A new, even relatively sane thought about JVP — Jewish Voice
for Peace — occasioned by the fact that the nasty groupuscule** is
demanding that Lincoln Center cease and desist from mounting "To the End
of the Land" by Israeli writer David Grossman. Grossman, besides being an
eminent, and as of this year, Booker Prize winning novelist, has long been an
outspoken critic of Israel's occupation of the West Bank.
So what then bugs the irritable groupuscule? Well, there is
the undeniable fact that Grossman is an Israeli and JVP, when it's being open about
it, opposes the very existence of Israel, which it regards as no better, no
more legitimate, than Israeli occupation of the West Bank.
What JVP recommends for Israel is non-existence.
But getting back to my new thought: it's this, namely that the
very existence and headline-hogging, attention-grabbing activity of JVP makes
it harder for Jews and others to come together to forge an effective opposition
to Israeli policy toward Palestinians.
JVP is founded on such a bad premise, and draws too often on
an anti-Zionism shaped and driven by underlying anti-Semitism that it's an
obstacle to a sane approach. To call JVP a distraction is too mild. Taking time
with and defending against its
overtures drains energy and imagination from what might come together in its
absence. JVP makes opposition to Israeli policy more difficult to achieve.

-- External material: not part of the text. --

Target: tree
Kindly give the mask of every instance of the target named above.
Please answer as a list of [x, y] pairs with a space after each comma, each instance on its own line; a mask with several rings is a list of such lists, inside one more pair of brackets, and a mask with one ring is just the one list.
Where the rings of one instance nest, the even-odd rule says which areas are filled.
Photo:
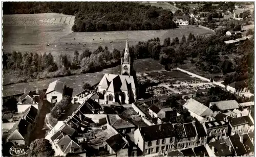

I was disappointed, because I like his work, to find that
Wallace Shawn is among those who thinks the Grossman play should be evicted
from the Lincoln Center platform. Next time I see Wally, I'll ask, "Let's
put it simply, why are you being such a schmuck? Don't you know already from
the study of history that seizing on the most extreme sounding solution, though
it may sound like the smartest, and most principled, is often the dumbest thing
to do? Wally, why don't you know that already?"
**As per the Wiki, a groupuscule defined as, "A small political
group, especially of an extremist faction."